The focus on the fourIncrease integrity and trust in milk and dairy-GDP is working on behalf of its members to coordinate the delivery of generic messages on a global basis to assert the positive attributes of milk and dairy in a proactive way. “One of the key issues is to recapture the core values of dairy, or establishing them where they do not exist, using a firmly established scientific basis,” explained Kevin Bellamy, GDP exec. dir.
“As our global market continues to develop, dairy organizations should share successful marketing messages and campaigns, and use the limited funds in a cooperative way to ensure that generic messages about our industry’s products are being communicated with maximum effectiveness,” Bellamy said.

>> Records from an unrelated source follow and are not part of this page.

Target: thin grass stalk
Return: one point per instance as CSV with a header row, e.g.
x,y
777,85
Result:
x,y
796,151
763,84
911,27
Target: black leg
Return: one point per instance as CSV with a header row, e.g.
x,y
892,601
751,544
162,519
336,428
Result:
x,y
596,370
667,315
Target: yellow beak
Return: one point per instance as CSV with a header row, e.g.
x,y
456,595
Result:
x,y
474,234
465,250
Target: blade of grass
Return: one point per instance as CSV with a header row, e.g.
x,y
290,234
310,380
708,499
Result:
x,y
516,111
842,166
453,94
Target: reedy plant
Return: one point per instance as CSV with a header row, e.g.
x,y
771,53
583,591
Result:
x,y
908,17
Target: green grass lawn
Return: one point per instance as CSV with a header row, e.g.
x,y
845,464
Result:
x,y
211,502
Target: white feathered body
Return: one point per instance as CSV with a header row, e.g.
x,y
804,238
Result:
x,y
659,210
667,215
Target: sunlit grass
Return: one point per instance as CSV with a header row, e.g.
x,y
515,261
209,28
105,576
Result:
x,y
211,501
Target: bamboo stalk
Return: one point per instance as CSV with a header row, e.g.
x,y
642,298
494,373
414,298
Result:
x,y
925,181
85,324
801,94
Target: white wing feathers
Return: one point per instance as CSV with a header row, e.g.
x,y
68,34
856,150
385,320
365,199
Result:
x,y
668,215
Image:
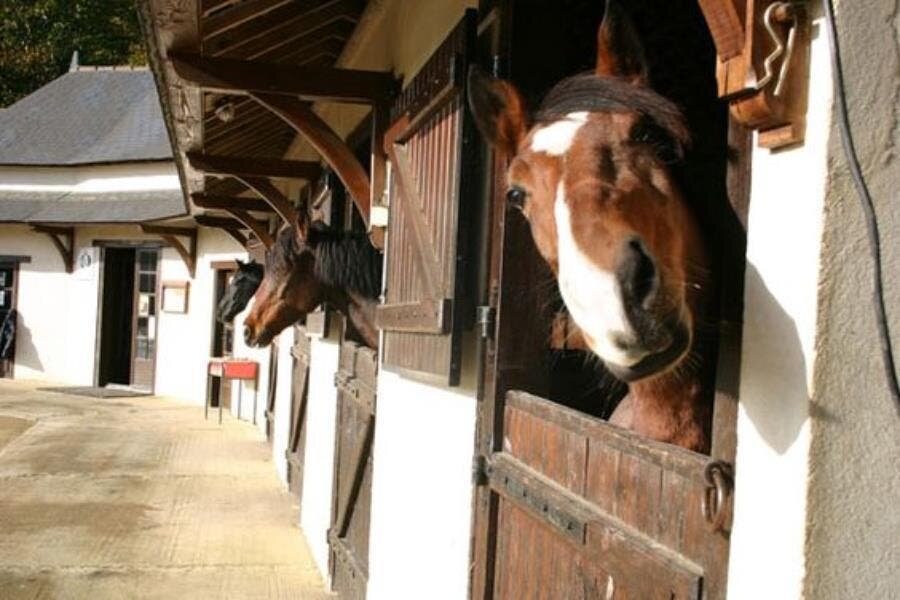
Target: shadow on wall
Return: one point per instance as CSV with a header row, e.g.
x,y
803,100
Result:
x,y
26,352
774,392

In addition, GDP is coordinating research to help adult consumers differentiate milkfat from saturated fat. “The goal is to translate the science into meaningful messages to reposition milkfat among consumers,” stressed Bellamy.
Link dairy to healthy weight loss and weight management-Recent scientific advances link milk and dairy products to healthy weight loss and weight management. GDP is proposing to coordinate a meta-analysis among some of the world’s leading nutrition scientists to clarify the mechanisms involved and provide solid evidence to deepen this understanding among consumers and regulators.
Affirm milk and dairy at each life stage-GDP seeks to create a holistic view of dairy products and fermented dairy products as essential at each life stage in the minds of consumers, with particular emphasis on growing the school milk market. GDP will work to create linkages with initiatives already underway, such as possibly exporting the Action for Healthy Kids model in the United States to other geographic markets and supporting the United Nations Food and Agriculture Organization in setting up an International School Milk Knowledge Center, among other projects.
Reduce barriers to milk and dairy in the regulatory environment-Nutrient profiling, trans fats and the lack of registered claims have the potential to create barriers for dairy businesses around the world. To help industry advocates establish the benefits of dairy among regulators and politicians, GDP is proposing to strengthen and expand upon the work of Dr. David McCarron and Dr. Robert Heaney. The medical scientists published a paper estimating the potential healthcare savings to the U.S. economy associated with adequate (that is, recommended) dairy food intake by consumers. Using conservative estimates, the first-year cost-savings would exceed $26 billion, and yield five-year cumulative savings of about $209 billion, the study indicated.
As GDP plots its future, the organization continues to grow. GDP counts some of the world’s largest and most profitable companies as members, including founding members Arla Foods, Campina, Dairy Farmers of America, Fonterra, and the International Dairy Federation. Other heavy-hitters include Nestle, Danone, Kraft Foods and Land O’Lakes, and dairy-related companies such as TetraPak and DSM. Leaders in the non-profit arena are the U.K. Dairy Council, Dairy Australia, The Gardiner Foundation, Dairy Management Inc., and the Swedish Dairy Association, among many others.